Oh, that's what you meant. I agree, that would be super cool. That would upgrade from mere curiosity to something useful!

#115 Mark on 05.17.14 at 7:36 pm

If I'm not getting too annoying yet… you said earlier in this thread that I'd have a heart attack if I saw how far you tried to push this in C++. Do you recall what went wrong, or was it more like "nothing works"?

#116 Mark on 05.18.14 at 12:13 am

Even if I never get this working, it has at least forced me to properly understand C++ templates, from the annoying things like "when is typename required", to the fancy stuff like higher-order templates. Thank you for the blog post.

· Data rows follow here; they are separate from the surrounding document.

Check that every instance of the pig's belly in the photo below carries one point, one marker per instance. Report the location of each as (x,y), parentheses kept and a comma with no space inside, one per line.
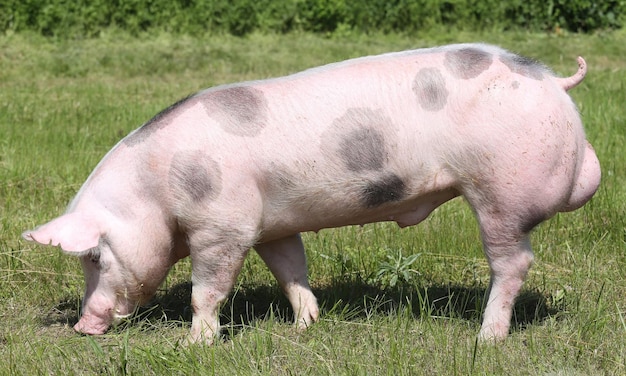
(404,213)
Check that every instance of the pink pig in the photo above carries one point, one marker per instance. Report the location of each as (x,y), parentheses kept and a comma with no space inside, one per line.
(380,138)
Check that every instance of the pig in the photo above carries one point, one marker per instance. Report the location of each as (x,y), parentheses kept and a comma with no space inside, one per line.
(378,138)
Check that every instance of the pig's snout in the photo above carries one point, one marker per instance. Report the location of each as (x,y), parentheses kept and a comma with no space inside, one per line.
(587,182)
(93,324)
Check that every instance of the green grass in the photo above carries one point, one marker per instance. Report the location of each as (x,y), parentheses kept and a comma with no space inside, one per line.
(64,104)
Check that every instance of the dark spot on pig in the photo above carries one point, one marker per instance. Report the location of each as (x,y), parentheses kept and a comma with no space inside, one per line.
(363,150)
(467,63)
(239,110)
(388,188)
(361,144)
(430,87)
(195,176)
(161,120)
(524,66)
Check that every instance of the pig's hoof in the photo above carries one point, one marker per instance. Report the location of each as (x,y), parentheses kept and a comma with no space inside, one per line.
(493,333)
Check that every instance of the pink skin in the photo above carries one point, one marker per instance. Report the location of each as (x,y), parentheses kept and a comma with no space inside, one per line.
(384,138)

On a (mostly) unrelated note: I don't believe in Greenspun's tenth rule, but if anyone saw my code right now, it would certainly act as evidence in favor. Seriously, compile time map?? If I catch myself writing lambda, I think I'll just give up.

#117 Yossi Kreinin on 05.18.14 at 2:25 am

I'll gladly publish whatever it is you did write so far in a follow-up… Just to show what's involved…

Myself, I didn't originally try to solve this problem but a related one – I had fixed point (scaled integer) matrix elements and I wanted each element to have a different type because their different units meant they tended to have different ranges. It was a much easier problem, I think, but the code came out so ugly that I gave up; also I don't think it was that good numerically.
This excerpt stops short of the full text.